Saskatchewan Premier Brad Wall says he and his cabinet ministers are taking a wage freeze to help address revenue challenges brought about by slumping oil prices.

Wall says the wage freeze also applies to senior government officials and other non-unionized executives, such as Crown corporation and health region employees.

He says the move is for one year and is expected to save $15 million.

Wall is also asking the board that governs the salaries of legislature members to implement a freeze.

"We're going to direct our members of the board of internal economy ... to move a motion waiving the MLA increase that would happen this year otherwise," Wall said Friday.

That 2.4 per cent increase, tied to inflation, is set for April.

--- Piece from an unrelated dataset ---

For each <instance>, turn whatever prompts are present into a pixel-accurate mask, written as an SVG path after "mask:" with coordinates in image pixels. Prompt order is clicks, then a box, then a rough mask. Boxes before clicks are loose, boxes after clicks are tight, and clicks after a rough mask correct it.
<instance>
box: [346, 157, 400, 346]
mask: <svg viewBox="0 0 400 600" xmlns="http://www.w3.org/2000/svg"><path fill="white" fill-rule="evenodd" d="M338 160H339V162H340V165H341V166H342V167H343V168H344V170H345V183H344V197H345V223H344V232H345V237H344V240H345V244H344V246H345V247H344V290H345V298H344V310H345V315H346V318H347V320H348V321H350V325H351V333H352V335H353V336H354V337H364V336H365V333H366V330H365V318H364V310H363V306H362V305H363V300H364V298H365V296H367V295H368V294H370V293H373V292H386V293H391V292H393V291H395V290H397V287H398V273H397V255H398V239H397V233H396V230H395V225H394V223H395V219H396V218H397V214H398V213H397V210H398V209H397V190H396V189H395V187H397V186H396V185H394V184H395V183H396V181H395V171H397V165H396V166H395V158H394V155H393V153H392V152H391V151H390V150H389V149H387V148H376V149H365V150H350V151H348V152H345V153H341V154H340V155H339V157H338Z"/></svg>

The government will also be writing to school divisions and post-secondary institutions to ask that they apply a freeze, Wall said.

"We need to lead by example," he said.

"We have a period of time, because of oil revenue, where we're going to all need to make some tough decisions."

Wall said earlier this week that low world oil prices mean Saskatchewan will face a budget shortfall of between $600 million and $800 million this year.

He told delegates to the Saskatchewan Urban Municipalities Association annual meeting that the shortfall amounts to about seven per cent of the province's revenue.

He said that means there are likely to be spending cuts, because the government wants to keep taxes low and not run a deficit.

In its last budget update in November, the province was projecting a $70.9-million surplus for 2014-15.

Wall stressed that soft oil markets haven't hurt Saskatchewan's economy nearly as much as neighbouring Alberta. He noted that Saskatchewan is benefiting from a strengthening potash market, good performance from the agriculture sector and increased exports because of the lower value of the Canadian dollar.

Alberta Premier Jim Prentice, his cabinet ministers and members of the legislature are taking a five per cent pay cut as the province deals with billions of dollars in lost oil revenue.

The price of oil had slipped into the US$40s a barrel, but has rallied somewhat recently and was back over US$50 a barrel on Friday.